Bahraini Boat Tipped As Guests Danced
Some crowded the dance floor on the upper deck while others dined on the deck below when the cruise boat, the Al-Dana, began a sharp turn and suddenly swayed.
Passengers, senior employees of an array of companies charged with building the 50-story twin spires of Bahrain's World Trade Center, lost their balance and fell overboard as the craft turned over in the inky waters of the Persian Gulf.
"I fell to the floor, and then I slid into the sea," said Indian survivor Jaikumar George.
Bahrain television quotes the owners as saying the ship was overloaded and that it overturned when most of its passengers shifted to one side.
Once it tipped, George said it became clear that the pleasure boat wasn't equipped for an emergency. There were no lifejackets or other flotation devices, or lifeboats.
"People were screaming and yelling, they were trying to climb back onto the ship," George said.
Of the 126 people aboard, 57 drowned, 67 were rescued and two remained missing after the boat capsized Thursday night in fair weather less than half a mile off the coast of this island nation on the western shore of the Gulf.
The dead included 21 Indians and 15 Britons among a patchwork of construction industry executives from 16 countries who were celebrating progress on a pair of skyscrapers here.
Bahraini authorities have declined to discuss the cause of the disaster, saying they would wait for results of an investigation ordered by Prime Minister Sheik Khalifah bin Salman Al Khalifah.
The Al-Dana was a modified version of the traditional dhow sailboat common throughout the Gulf. An official with the vessel's owner, Al Kobaisi Travel and Tours, said it was an old dhow that recently was refitted for dinner cruises. The Al-Dana is 85 feet long and 23 feet wide, according to the Bahraini coast guard.
The official, who spoke to The Associated Press on condition of anonymity because he was not authorized to talk to the media, said the vessel could carry a maximum of 150 people. Dinner is normally served while the vessel is docked, he said. Later, the ship routinely sails for two hours close to the shore. The official said the vessel had a small kitchen, and food served to passengers was cooked on shore.
Col. Tariq Al-Hassan, an Interior Ministry spokesman, told a news conference Friday night that 140 people were aboard the Al-Dana when dinner was served while it was docked at the harbor, but 14 of them disembarked before the vessel sailed.
Al-Hassan said the ship's captain, a non-Bahraini, survived and was being interrogated along with his assistant.
South Africa-based construction firm Murray & Roberts Group said in a statement that "more than 50 senior employees from various companies working on the World Trade Center Project have been lost."
The dead included the project's chairman, David Evans, 56, a Briton; and project director Will Nolan, 50, also British, the Web site said.
The shell of the office tower complex, with its sail-shaped twin towers, dominates Manama's waterfront. According to the Web site, the project will become "the world's first to suspend electricity-generating wind turbines between two commercial tower structures."
Murray & Roberts Chief Executive Brian Bruce said the company was launching an investigation into the choice of the Al-Dana as the venue for a celebration.
"We are deeply shocked by this tragedy. Our sympathy and condolences go out to all those who have been affected," Bruce said.
The death toll from other nations was: five South Africans, five Filipinos, four Pakistanis, four from Singapore and one each from Germany, Ireland and South Korea.

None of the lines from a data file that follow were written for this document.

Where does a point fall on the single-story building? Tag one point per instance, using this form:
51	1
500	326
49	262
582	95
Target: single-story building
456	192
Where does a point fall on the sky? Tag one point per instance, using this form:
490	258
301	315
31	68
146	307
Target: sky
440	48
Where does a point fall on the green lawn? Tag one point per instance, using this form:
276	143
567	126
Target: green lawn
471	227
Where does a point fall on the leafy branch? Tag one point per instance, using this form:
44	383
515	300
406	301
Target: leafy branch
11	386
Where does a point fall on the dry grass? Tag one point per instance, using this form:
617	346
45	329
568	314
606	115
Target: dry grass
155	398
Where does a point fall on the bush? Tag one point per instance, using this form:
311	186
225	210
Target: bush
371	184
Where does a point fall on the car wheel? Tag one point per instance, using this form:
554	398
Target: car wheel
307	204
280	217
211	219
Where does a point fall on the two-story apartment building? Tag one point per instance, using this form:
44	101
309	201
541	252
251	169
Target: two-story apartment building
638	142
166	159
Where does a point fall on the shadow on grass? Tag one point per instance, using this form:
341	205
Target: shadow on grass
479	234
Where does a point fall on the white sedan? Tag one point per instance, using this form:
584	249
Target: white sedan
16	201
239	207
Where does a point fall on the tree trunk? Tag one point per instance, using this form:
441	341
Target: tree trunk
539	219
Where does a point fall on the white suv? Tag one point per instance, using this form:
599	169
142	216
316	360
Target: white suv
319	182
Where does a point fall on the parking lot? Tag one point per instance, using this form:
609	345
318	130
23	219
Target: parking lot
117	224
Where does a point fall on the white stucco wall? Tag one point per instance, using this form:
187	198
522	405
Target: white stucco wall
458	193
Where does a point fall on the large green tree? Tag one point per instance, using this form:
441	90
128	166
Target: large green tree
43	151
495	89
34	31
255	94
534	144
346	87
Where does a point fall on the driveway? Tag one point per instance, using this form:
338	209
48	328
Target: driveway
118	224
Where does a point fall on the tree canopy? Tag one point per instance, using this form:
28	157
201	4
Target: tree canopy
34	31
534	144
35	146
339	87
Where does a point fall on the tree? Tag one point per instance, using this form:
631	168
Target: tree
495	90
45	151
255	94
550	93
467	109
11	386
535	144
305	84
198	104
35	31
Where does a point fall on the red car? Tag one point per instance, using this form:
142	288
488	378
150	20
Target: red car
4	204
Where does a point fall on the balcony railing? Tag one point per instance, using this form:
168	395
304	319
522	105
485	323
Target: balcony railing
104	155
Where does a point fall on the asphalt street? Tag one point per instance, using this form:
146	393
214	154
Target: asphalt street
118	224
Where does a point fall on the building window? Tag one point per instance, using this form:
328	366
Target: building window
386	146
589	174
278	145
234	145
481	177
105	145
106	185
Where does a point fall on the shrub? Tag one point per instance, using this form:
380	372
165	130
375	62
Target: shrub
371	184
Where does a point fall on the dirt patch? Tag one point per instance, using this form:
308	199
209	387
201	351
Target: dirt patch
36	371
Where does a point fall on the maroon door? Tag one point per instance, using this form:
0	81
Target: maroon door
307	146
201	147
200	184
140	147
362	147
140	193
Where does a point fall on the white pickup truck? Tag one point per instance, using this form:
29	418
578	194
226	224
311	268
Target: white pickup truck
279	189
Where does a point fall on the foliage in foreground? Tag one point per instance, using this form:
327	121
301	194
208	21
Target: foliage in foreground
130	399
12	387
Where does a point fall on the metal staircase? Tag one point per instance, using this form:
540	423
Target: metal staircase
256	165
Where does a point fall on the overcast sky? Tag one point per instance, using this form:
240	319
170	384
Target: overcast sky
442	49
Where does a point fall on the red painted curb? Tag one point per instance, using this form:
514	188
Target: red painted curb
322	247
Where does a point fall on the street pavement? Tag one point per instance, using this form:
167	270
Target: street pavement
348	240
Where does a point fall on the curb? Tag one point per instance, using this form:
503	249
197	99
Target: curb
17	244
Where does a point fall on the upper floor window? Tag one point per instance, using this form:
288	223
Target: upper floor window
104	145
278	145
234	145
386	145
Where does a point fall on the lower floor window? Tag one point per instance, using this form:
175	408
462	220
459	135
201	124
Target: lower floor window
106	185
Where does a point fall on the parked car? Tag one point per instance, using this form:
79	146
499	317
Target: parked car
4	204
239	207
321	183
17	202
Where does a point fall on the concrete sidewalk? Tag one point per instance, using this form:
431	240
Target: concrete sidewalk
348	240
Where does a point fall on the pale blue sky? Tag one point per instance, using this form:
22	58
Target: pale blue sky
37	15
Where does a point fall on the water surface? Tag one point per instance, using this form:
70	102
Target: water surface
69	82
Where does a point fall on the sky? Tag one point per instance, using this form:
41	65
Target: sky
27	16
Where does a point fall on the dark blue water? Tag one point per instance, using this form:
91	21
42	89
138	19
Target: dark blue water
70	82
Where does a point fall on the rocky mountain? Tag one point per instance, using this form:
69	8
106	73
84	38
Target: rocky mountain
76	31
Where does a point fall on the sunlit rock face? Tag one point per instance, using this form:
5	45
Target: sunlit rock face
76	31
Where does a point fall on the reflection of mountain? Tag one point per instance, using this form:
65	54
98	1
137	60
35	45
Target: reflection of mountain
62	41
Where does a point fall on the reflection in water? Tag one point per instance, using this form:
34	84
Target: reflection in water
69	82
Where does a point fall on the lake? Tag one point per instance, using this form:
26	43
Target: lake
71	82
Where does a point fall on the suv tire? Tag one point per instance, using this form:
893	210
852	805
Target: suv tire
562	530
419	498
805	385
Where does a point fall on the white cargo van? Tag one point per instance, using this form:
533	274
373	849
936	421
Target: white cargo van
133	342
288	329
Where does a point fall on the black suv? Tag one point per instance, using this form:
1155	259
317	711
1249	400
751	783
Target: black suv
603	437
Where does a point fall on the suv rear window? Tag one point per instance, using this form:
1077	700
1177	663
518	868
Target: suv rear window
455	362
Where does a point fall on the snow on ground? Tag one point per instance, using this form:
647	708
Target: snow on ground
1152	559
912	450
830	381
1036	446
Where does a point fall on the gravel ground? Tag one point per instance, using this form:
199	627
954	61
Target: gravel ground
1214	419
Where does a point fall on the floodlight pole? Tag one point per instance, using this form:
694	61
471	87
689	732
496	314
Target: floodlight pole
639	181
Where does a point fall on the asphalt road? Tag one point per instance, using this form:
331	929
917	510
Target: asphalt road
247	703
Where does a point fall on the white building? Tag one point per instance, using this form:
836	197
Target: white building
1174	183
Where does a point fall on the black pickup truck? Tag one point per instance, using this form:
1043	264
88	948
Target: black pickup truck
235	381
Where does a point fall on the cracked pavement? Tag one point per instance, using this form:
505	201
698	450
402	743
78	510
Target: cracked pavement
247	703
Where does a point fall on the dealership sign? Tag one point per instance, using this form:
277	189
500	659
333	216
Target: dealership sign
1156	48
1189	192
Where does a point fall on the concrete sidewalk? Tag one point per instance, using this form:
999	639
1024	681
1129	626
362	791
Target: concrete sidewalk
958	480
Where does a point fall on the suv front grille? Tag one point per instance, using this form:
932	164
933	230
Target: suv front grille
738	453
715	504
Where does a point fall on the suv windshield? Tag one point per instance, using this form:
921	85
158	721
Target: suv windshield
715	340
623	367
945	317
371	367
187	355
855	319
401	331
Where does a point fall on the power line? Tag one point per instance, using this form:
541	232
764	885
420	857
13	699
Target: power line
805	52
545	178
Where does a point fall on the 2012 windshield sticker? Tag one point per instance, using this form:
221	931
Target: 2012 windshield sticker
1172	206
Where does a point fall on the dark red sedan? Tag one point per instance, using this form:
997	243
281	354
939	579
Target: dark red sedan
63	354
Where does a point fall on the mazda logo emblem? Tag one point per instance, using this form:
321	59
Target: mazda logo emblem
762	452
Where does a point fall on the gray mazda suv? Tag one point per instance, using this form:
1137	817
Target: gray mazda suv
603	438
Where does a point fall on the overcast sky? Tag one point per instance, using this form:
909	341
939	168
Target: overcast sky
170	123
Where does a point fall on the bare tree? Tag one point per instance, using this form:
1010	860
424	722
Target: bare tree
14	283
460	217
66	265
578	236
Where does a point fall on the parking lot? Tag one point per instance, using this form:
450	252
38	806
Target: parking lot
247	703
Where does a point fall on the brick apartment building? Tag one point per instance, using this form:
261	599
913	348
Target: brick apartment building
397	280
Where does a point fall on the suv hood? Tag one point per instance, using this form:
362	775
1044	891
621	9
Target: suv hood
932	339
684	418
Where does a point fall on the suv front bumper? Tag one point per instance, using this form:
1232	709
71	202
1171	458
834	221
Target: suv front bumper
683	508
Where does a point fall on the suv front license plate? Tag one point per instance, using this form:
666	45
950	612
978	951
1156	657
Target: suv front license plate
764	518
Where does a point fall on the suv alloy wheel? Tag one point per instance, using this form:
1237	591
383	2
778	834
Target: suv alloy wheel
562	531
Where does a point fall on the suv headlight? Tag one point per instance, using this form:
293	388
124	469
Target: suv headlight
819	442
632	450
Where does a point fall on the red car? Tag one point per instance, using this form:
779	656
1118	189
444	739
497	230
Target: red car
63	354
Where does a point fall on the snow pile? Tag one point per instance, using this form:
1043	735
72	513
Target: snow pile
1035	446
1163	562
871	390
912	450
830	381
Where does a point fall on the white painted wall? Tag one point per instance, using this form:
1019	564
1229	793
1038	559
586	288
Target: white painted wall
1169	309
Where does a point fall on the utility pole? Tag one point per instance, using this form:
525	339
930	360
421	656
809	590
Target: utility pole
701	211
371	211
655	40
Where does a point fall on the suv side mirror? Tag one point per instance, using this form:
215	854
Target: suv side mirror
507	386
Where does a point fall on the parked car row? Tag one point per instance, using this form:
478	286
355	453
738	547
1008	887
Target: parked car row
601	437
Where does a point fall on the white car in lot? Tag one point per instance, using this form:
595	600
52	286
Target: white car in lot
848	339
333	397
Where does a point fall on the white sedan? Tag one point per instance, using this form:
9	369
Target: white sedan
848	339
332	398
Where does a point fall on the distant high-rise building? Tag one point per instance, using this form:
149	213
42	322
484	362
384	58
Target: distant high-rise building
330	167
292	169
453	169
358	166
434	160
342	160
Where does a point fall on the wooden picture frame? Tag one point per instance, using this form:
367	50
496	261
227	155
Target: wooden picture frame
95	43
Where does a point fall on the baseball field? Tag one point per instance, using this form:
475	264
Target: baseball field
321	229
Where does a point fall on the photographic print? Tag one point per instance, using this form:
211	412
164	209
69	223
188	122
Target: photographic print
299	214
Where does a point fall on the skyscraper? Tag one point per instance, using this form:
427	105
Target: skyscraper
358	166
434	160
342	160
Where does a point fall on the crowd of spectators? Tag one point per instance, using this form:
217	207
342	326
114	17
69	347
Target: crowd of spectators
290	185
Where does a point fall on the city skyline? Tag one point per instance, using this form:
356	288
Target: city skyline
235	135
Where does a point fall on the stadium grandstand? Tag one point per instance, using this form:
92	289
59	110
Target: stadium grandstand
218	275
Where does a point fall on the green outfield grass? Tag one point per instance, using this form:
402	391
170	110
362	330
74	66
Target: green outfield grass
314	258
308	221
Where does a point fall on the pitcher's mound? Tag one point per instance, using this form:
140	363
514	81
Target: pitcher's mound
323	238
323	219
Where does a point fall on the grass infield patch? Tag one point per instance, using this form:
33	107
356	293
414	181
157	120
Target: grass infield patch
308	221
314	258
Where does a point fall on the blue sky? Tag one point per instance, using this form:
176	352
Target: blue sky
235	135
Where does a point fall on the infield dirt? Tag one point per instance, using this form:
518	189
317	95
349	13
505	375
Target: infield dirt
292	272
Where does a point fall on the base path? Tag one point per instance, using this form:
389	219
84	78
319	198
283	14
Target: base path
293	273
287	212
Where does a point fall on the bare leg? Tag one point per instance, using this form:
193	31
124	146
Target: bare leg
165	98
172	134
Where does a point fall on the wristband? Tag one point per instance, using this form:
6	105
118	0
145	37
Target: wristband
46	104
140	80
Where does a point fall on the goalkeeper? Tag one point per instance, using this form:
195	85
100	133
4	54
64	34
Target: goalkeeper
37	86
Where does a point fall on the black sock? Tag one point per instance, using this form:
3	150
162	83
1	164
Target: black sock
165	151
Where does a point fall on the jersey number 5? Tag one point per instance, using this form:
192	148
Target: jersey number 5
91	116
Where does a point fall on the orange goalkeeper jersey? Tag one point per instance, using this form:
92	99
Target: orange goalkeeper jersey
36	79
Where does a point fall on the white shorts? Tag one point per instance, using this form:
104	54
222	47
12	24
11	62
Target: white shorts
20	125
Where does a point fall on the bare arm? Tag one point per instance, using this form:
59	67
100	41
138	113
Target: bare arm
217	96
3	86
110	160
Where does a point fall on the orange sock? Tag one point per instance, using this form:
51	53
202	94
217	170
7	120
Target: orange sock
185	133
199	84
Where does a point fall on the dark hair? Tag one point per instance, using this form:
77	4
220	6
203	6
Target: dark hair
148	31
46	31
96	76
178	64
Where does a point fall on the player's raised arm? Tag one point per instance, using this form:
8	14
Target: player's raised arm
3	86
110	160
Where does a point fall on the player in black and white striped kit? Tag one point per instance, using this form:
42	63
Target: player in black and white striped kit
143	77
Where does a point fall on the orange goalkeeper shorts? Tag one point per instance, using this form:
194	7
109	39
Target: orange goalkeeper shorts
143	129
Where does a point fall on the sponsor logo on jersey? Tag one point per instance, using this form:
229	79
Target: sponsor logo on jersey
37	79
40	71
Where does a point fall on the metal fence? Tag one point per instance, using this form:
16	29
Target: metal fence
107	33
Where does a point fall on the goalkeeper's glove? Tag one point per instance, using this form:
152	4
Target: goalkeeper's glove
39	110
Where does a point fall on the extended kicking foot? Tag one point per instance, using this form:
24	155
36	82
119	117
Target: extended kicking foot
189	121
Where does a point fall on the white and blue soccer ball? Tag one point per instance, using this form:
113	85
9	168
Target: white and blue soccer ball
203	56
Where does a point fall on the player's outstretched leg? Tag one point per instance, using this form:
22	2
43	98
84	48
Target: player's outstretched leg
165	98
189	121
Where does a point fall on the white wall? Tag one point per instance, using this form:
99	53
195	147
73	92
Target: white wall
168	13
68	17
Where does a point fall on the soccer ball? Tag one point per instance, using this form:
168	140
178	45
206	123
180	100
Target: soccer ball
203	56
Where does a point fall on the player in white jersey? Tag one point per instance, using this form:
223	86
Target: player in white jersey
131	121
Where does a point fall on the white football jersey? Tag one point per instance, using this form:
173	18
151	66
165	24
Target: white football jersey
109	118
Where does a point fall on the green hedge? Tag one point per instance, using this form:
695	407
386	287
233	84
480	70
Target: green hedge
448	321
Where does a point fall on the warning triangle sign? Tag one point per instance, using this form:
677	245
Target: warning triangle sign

The only American aboard the vessel, a civilian woman working for the U.S. Navy base in Bahrain, survived.
George, the Indian survivor, suggested the Al-Dana was not designed to carry so many passengers.
"The stability of the boat wasn't good," he said from his bed in Salmaniya Hospital in Manama. He had bandages on his head, arms and legs with deep cuts and bruises.
"There was something wrong with that boat. It was oscillating so strongly when other boats were stable."
George, an engineer with the Swiss firm Hilti, said the vessel began rocking with increasing force. Passengers on the upper deck fell over and slid along the deck, which shifted the boat's weight to one side. His colleagues spilled into the sea and the boat flipped, drowning many diners on the lower deck, he added.
He and other survivors clung to the capsized vessel until rescuers arrived, while those trapped inside drowned.
"I thought I was going to go down. I was totally under the boat," he said. "I called my God and he brought me up. God gave me the courage to hold my breath and push away from under the boat."